Bosh's rebounding numbers aren't impressive (he's averaging just 3.3. per game in the Eastern finals), but Spoelstra says he and Battier rate highly in terms of box-outs and preventing their opponents from rebounding. The importance of Bosh became obvious when he was injured in Game 1 of the conference semifinals against Indiana one year ago. "When Chris went out our first year [2010-11] for two weeks, that's when everybody realized how important he was for us," said Spoelstra. "And that's why last year, when he went out the first game of Indiana, our first initial reaction -- everybody, collectively -- was like, 'We're in trouble.' Because he had that much of an effect on our team."
It was no exaggeration. They survived the series against the Pacers, but they probably would not have beaten the Celtics if Bosh had not returned in time.

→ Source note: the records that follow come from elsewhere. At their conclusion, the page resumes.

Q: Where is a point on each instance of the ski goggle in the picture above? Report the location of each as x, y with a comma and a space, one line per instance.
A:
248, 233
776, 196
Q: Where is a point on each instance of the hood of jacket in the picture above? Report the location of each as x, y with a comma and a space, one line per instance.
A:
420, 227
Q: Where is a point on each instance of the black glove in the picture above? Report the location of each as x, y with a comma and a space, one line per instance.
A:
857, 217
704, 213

"Look, Chris has an ego. He does. You don't become a star in this league without an ego," said Spoelstra. "But he knows how to manage his ego and mold it into a team ego, and he understands that winning is the only thing that matters. He understands that conceptually as well as anybody I've ever been around, and he wants to be part of winning, and he'll do whatever it takes to win. If that's sacrificing and adapting his role, he's absolutely 100 percent for it, and that's very refreshing in this league."
James is unselfish with the ball. Wade stepped aside to surrender leadership to LeBron. Bosh took on a more nuanced role in order to bring out the best in Dwyane and LeBron. Ray Allen comes off the bench in support of Chris, Dwyane and LeBron, and Battier defends a variety of positions in order to liberate them, and on and on it goes.
It was a new way of playing for most of them. Bosh could not be sure their best efforts would be rewarded. Ask him when he believed he had turned the corner on his team-first perspective, and he will start laughing. "When we won last year," he will admit. "You never know."
In fact, he does know. He knows now.